March 15th, 2018
Daily Market Commentary
- Canadian Prime Minister Justin Trudeau said he’s willing to accelerate Nafta talks to get ahead of U.S. and Mexico election pressures if needed, striking an upbeat tone on the fate of the trade pact. Trudeau, speaking in an interview with Bloomberg Television’s Michael McKee, said he was “very optimistic we’re going to be able to get to a win-win-win” deal on Nafta, while downplaying the impact of talks on business investment.
- Canadian oil producers found a way to access the growing Asian energy market without the controversial Trans Mountain pipeline. A cargo of heavy crude was sent to China after being railed to a terminal in Portland, Oregon, according to U.S. Census data and people with knowledge of the situation. The crude came from Alberta’s oil sands, the people said.
- MGA Entertainment Inc. and a group of investors made a bid for the Canadian assets of bankrupt retailer Toys R Us, a spokesperson for MGA said in an emailed statement. The bid came hours after Isaac Larian, MGA’s founder and chief executive officer, said he was considering buying the Canadian operations and some U.S. assets as we
- Stocks and bonds fluctuated in Europe and Asia as traders assessed the first statements of President Donald Trump’s new economic adviser. U.S. equity futures pared gains and Treasuries drifted higher. The Stoxx Europe 600 Index was steady, with gains in insurance shares offsetting drops in retail and household goods.
- S&P futures reversed overnight losses and are now flat on little news. The tape didn’t cooperate yesterday as stocks went out near session lows for the third day in a row, with some citing the disappointing U.S. retail sales and European industrial production figures. Others are nervously awaiting the next headlines related to China tariffs and/or further personnel shakeups in Trump’s Cabinet.
- Chinese shares wiped out early losses with an afternoon turnaround that may have been due to purchases by state-backed funds, according to an analyst. Hong Kong stocks also rebounded mid-morning and closed higher.

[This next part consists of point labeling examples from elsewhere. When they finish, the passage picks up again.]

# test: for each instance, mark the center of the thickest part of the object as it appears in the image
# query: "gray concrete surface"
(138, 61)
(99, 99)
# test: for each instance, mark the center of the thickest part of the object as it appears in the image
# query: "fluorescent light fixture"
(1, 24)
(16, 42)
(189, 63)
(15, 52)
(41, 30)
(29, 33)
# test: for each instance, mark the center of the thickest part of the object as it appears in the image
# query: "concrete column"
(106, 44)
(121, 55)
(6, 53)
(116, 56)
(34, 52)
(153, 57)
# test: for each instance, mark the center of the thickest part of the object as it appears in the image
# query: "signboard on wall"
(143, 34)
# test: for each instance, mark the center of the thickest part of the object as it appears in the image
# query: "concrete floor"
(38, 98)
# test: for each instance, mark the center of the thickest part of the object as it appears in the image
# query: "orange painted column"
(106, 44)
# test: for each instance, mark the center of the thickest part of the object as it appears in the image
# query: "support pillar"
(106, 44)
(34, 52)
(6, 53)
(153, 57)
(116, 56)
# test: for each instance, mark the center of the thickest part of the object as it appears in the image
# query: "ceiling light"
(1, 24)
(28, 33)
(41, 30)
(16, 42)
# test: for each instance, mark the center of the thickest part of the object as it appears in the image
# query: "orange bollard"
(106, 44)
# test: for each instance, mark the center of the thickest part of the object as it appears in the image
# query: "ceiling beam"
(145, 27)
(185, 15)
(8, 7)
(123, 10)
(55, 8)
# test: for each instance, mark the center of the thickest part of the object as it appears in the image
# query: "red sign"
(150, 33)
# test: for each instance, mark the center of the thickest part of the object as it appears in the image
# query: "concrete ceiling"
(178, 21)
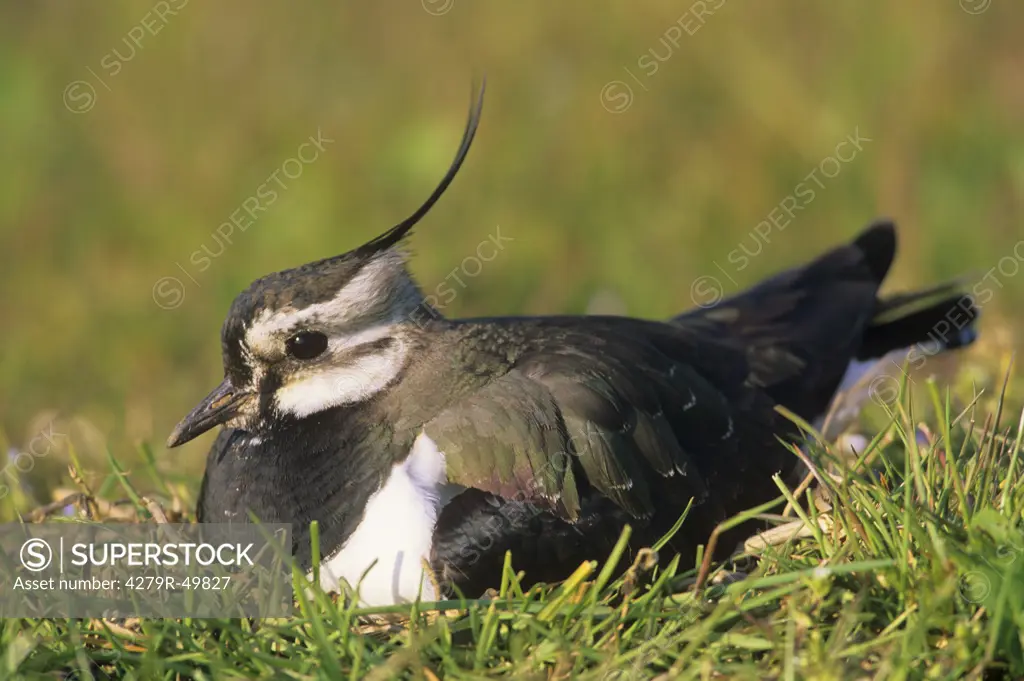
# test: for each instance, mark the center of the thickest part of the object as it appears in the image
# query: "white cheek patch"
(354, 300)
(333, 386)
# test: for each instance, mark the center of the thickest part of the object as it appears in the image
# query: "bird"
(425, 448)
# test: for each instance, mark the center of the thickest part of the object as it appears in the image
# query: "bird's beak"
(216, 409)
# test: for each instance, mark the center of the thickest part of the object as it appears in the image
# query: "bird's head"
(320, 336)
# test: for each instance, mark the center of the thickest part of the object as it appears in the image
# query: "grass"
(634, 207)
(912, 566)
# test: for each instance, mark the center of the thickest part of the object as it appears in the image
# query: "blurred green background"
(626, 151)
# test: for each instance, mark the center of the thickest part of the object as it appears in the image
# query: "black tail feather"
(902, 322)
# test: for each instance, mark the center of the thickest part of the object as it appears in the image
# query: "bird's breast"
(386, 556)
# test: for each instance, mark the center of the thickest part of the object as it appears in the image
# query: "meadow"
(633, 159)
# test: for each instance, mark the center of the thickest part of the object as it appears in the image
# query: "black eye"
(306, 344)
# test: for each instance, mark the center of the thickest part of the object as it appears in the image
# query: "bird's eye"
(306, 344)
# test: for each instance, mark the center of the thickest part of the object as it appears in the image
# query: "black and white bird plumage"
(415, 439)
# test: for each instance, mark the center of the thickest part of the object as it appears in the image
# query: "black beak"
(216, 409)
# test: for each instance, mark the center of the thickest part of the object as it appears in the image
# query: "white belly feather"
(396, 531)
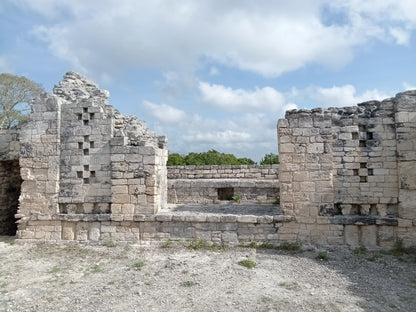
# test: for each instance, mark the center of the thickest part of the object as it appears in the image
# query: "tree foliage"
(16, 95)
(269, 159)
(211, 157)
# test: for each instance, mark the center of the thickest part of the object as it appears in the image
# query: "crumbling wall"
(339, 172)
(210, 184)
(80, 158)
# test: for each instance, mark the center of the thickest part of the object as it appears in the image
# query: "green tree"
(246, 161)
(212, 157)
(175, 159)
(269, 159)
(16, 95)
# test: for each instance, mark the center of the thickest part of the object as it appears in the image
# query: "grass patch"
(265, 245)
(359, 251)
(94, 269)
(138, 265)
(197, 244)
(187, 284)
(402, 253)
(322, 255)
(290, 286)
(293, 247)
(55, 269)
(167, 244)
(109, 243)
(373, 257)
(218, 247)
(247, 263)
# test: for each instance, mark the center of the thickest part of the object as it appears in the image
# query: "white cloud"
(239, 99)
(165, 113)
(4, 65)
(343, 96)
(268, 38)
(401, 35)
(408, 86)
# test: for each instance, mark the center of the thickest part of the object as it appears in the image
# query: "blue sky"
(216, 74)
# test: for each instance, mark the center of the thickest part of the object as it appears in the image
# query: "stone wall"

- Oil held gains near $61 a barrel on signs of robust fuel consumption in the U.S. and as OPEC’s compliance with its pledged output cuts soared to a new record. Futures added 0.2 percent in New York, after rebounding from two days of declines on Wednesday. American gasoline inventories sank the most since September last week and product demand reached the highest since January, government data showed. The adherence to supply curbs by the Organization of Petroleum Exporting Countries climbed to 147 percent in February, a fourth consecutive month of record compliance.
- Gold steady as investors weigh comments by incoming White House economic adviser Larry Kudlow, who signaled that President Donald Trump would support a strong dollar, against some risk-off sentiment in markets amid growth concerns.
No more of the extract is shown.